BUCHAREST, Romania President Bush expressed confidence Wednesday that NATO will bolster its combat forces in Afghanistan and endorse a missile defense system for Europe that Russia has opposed.
"I'm optimistic that this is a going to be a very successful summit," Bush said, sitting alongside NATO Secretary-General Jaap de Hoop Scheffer hours before the 26-nation military alliance opened three days of meetings with a leaders' dinner.
The summit has been troubled by divisions, most notably opposition from France and Germany to giving Ukraine and Georgia a plan for eventually joining NATO. Bush indicated that was an open question because any NATO member can block it.
"We'll see," he said, saying one country was still an issue.
Bush has been pushing NATO countries to commit more troops to the 47,000-strong NATO force in Afghanistan. At least 10 countries, including France, Germany, Norway and Poland, have announced they would do so, but Bush would like to see more.
"I feel good about what I'm hearing from my fellow leaders about their desire to support Afghanistan," the president said. "I think if tomorrow we get clarification on troop support ... the people of Afghanistan are going to be more than grateful." He did not mention any specific numbers of additional troops.

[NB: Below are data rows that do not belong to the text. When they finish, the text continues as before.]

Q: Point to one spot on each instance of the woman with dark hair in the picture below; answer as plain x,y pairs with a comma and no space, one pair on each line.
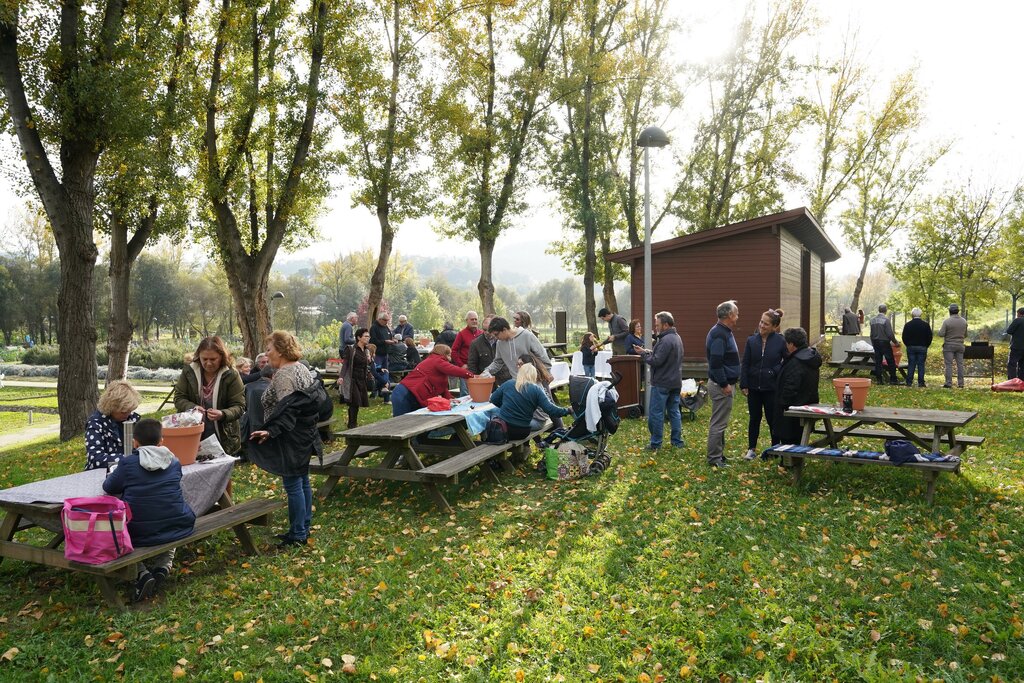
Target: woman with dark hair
544,379
519,400
427,380
762,356
798,383
634,337
355,375
289,436
211,384
522,319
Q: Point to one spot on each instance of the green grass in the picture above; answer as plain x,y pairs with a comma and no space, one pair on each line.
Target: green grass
657,568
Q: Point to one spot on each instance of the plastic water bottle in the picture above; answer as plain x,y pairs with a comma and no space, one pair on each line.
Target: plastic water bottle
847,398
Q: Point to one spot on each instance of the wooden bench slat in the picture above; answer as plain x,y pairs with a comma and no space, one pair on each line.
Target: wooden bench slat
864,432
451,466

The U.S. is the biggest contributor of troops in Afghanistan, with 17,000 in the NATO-led force and 14,000 in a U.S.-led contingent in eastern Afghanistan that trains Afghan forces and hunts al-Qaida fighters. The U.S. presence is set to go up by 3,500 Marines, most of them dedicated to the NATO mission.

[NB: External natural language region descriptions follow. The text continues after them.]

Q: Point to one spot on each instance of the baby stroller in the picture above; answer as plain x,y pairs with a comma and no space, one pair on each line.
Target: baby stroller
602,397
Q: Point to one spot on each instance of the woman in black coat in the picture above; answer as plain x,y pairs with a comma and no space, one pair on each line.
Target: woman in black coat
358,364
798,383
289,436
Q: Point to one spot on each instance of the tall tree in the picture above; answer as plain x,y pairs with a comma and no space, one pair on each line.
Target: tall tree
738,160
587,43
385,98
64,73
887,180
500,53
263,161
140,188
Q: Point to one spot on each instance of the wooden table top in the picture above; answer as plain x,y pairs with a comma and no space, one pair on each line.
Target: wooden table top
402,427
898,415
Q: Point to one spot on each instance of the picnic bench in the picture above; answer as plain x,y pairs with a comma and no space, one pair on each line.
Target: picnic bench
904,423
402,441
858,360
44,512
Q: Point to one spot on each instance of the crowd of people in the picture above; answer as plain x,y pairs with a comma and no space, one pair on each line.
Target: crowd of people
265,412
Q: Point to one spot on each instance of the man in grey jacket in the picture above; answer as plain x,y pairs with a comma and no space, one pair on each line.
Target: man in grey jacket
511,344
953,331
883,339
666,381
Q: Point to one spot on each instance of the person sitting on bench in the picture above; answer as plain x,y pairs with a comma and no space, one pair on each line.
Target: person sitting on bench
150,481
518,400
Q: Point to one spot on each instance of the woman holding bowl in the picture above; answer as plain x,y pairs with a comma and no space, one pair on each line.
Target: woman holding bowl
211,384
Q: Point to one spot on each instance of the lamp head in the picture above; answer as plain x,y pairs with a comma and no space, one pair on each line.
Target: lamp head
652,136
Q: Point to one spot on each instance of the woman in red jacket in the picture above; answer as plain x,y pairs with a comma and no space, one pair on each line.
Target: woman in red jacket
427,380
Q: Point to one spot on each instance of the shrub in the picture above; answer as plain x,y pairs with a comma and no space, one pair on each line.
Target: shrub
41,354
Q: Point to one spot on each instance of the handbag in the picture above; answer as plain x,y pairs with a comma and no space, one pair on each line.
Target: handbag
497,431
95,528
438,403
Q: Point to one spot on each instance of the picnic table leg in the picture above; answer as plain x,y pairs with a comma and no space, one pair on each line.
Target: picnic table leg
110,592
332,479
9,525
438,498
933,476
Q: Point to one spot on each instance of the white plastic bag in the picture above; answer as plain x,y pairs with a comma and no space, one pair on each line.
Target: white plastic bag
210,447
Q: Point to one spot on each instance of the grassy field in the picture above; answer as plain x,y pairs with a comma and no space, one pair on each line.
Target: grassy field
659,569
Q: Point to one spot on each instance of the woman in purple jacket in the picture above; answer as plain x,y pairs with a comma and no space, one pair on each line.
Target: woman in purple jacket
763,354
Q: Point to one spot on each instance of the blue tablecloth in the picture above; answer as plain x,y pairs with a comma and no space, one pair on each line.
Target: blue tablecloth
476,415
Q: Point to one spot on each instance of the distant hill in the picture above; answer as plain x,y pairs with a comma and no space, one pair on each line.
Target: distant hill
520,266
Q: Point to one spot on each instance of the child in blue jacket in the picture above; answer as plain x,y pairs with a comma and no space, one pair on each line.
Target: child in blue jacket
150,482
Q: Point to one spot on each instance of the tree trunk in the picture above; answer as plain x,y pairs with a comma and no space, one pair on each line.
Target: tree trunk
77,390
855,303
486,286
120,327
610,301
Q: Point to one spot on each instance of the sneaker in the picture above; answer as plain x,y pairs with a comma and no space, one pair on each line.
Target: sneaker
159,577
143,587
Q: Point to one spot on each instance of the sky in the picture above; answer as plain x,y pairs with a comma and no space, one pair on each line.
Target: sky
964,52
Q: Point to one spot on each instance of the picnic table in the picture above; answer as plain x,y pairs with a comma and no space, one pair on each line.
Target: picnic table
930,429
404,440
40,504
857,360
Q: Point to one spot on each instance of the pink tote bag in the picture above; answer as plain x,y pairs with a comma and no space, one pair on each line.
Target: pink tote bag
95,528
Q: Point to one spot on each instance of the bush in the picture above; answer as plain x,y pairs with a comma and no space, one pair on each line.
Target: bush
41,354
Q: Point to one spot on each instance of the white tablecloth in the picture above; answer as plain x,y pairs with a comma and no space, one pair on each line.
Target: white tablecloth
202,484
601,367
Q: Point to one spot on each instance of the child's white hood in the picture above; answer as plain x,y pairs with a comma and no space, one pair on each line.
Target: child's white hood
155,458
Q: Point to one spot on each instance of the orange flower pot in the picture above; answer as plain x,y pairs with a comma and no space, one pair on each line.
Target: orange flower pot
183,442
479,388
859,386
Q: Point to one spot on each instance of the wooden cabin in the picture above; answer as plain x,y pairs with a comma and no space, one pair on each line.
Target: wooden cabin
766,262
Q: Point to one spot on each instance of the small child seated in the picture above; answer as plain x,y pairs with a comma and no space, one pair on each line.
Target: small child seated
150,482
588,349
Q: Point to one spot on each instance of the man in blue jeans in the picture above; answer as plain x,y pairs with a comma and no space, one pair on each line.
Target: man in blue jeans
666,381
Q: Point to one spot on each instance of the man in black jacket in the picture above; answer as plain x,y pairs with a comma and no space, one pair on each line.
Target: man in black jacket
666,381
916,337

Bush has spent months trying to persuade Russia that it has nothing to fear from a missile defense shield in Europe, based in Poland and the Czech Republic.

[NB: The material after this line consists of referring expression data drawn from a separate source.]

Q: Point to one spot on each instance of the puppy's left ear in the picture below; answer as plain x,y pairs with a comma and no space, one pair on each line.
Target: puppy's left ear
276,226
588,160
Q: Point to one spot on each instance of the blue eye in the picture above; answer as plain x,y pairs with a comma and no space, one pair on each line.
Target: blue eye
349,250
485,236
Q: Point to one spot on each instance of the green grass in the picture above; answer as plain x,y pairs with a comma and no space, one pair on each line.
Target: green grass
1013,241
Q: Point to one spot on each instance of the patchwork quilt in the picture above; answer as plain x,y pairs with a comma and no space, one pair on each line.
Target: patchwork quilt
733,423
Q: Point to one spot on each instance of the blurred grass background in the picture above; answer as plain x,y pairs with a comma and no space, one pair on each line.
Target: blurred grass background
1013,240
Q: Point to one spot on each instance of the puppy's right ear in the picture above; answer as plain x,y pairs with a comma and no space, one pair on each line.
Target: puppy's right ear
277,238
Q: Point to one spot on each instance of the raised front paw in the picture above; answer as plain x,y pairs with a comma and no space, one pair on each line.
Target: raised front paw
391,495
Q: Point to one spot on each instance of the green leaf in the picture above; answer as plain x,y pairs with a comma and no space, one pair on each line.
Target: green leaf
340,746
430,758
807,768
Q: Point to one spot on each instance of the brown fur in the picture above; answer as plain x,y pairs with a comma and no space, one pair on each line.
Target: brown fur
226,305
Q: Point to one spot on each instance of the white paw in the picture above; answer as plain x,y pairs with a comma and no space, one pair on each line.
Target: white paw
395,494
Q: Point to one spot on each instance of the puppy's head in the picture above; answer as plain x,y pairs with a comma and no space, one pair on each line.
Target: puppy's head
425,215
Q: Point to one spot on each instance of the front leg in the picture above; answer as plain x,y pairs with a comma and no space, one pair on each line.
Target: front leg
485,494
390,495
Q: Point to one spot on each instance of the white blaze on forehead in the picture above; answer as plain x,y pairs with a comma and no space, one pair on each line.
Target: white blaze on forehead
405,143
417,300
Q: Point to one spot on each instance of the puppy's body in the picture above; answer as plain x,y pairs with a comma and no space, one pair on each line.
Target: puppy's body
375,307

He said "it looks like to me that the agreement is coming together" within NATO at least to support a defensive system. The president is to meet with Russian President Vladimir Putin on Sunday in the resort city of Sochi, and the White House has held out hopes of an agreement easing Russia's opposition to a missile shield.
Putin, Bush said, should "welcome NATO because it is a group of nations dedicated to peace."
De Hoop Scheffer told Bush, "I can share and echo your optimism." He said NATO would "take a clear position on missile defense."
The NATO chief also said the alliance would publish a so-called "vision statement" about expanding its traditional role "the front lines in the fight against terrorism."
De Hoop Scheffer was optimistic about adding new members to NATO. Croatia, Albania and Macedonia are hoping to get invitations this week, although Greece may block Macedonia.
Taking note of the dispute over Ukraine's hopes for eventual membership, de Hoop Scheffer said, "I think this can never be a question of whether ... I think the door should be open." But he did not say whether Ukraine's chance to start the process, along with Georgia, would come now or have to wait.